DETROIT -- In a case with possible statewide implications, the Michigan Court of Appeals said Friday a lawsuit can go forward challenging how publicly appointed lawyers represent poor people in three counties.
The case centers on Genesee, Berrien and Muskegon counties, where poor criminal defendants claim their constitutional rights are being violated. They say a lack of public money means getting attorneys who are not qualified or able to effectively represent them.
The lawsuit says the state of Michigan is ultimately responsible, although spending decisions are made locally.
"We are not ruling that a constitutional failure has in fact occurred here, but it has been alleged and needs to be judicially addressed," judges William Murphy and David Sawyer, based in Grand Rapids, said in a 2-1 decision.
In his dissent, Judge William Whitbeck said there "is little question" that Michigan has failed to meet its responsibilities when it comes to the rights of criminal defendants who can't afford a lawyer.

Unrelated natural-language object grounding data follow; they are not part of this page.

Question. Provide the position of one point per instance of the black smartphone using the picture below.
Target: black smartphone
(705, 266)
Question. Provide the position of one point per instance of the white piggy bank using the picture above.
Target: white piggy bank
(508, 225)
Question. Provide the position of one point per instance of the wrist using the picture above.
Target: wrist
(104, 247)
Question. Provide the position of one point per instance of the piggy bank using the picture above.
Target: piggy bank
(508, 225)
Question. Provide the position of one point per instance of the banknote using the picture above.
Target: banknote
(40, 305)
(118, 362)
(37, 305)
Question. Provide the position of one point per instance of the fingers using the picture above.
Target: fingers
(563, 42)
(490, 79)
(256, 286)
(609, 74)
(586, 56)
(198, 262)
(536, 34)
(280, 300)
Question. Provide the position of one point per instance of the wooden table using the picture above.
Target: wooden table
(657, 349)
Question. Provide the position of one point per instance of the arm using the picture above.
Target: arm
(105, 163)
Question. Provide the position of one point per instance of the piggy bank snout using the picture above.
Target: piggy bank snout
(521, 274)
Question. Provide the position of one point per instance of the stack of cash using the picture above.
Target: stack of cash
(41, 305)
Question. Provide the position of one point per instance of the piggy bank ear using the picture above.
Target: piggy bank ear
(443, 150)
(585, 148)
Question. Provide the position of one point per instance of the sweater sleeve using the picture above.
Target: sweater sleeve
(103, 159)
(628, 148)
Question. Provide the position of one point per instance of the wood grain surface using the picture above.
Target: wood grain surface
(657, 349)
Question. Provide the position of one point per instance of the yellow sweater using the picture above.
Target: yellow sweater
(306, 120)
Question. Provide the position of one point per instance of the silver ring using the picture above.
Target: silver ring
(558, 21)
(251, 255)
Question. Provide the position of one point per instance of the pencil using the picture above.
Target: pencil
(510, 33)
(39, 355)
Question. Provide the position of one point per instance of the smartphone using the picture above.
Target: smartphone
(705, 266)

But broad changes, he said, should be up to governors and lawmakers, not judges. Mike Steinberg of the American Civil Liberties Union, a co-counsel in the case, called the decision a "significant victory." While the lawsuit is aimed at three counties, any changes in how the indigent are represented would stretch elsewhere in Michigan.
"The ACLU will now have the opportunity to prove the criminal-justice system is broken for poor people accused of crimes," Steinberg said.
"When the defense system is dysfunctional, fair trials are impossible, innocent people go to jail and the guilty remain free to commit other crimes," he said.
A message seeking comment was left with the attorney general's office, which is representing the state in the lawsuit.